A project team supported by Red Hat has developed a new GC algorithm called Shenandoah. The code has been contributed to OpenJDK, but will not appear in Java 9 (unless you use the Java version of the Red Hat). This algorithm is designed to provide consolidation while maintaining a very low pause time, regardless of the size of the heap. Its cost is an additional heap overhead and more memory barriers (high-availability Architecture Translator Note: The read-write barrier is used at the same time, and the other algorithms use only write barriers). In this sense, it is similar to Azul's "no-pause" garbage collector (archnotes Translator Note: Refers to the garbage collector using the C4 algorithm, strictly speaking is not completely without a pause, just to ensure that the pause time in any case is less than 10ms, due to the OS on the soft real-time system The error may be more than 10ms, so it can be considered as a non-stop garbage collector).


Conclusion


The focus of this article is not to persuade you to use different programming languages or tools. Just want to bring the right understanding of the garbage collector.

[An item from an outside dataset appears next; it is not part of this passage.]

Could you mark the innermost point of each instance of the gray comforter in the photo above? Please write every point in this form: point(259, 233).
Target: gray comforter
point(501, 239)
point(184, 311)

Garbage collection is a very challenging job, and many computer scientists have spent decades on it, so it is unlikely that a new GC algorithm will be available one night, and more likely, the new GC algorithm is just a different, mature GC for the old GC algorithm. Algorithms are less likely to consider the partial gate tradeoff.

But if you only want to reduce the program pause time, then follow the go GC.


reference reading (click to open)


    • Why is the server not going to the QPS? Java Threading Tuning Authoritative guide

    • C + + Python PHP Java Nodejs Performance PK, the result PHP7 is the most ...

    • GIAC Global Internet Architecture Conference successfully concluded, all PPT open download


This article was translated by a highly available architecture volunteer in the original English address:


https://medium.com/@octskyward/modern-garbage-collection-911ef4f8bd8e#.5j56cki9w


Technical original and architectural practice articles, welcome to the "Contact us" through the public number menu to contribute. Reprint please indicate from the highly available architecture "archnotes" public number and contains the following two-dimensional code.


high-availability schema


long press QR code follow "High Availability Architecture" public number

Related Article

Contact Us

The content source of this page is from Internet, which doesn't represent Alibaba Cloud's opinion; products and services mentioned on that page don't have any relationship with Alibaba Cloud. If the content of the page makes you feel confusing, please write us an email, we will handle the problem within 5 days after receiving your email.

If you find any instances of plagiarism from the community, please send an email to: info-contact@alibabacloud.com and provide relevant evidence. A staff member will contact you within 5 working days.

A Free Trial That Lets You Build Big!

Start building with 50+ products and up to 12 months usage for Elastic Compute Service

  • Sales Support

    1 on 1 presale consultation

  • After-Sales Support

    24/7 Technical Support 6 Free Tickets per Quarter Faster Response

  • Alibaba Cloud offers highly flexible support services tailored to meet your exact needs.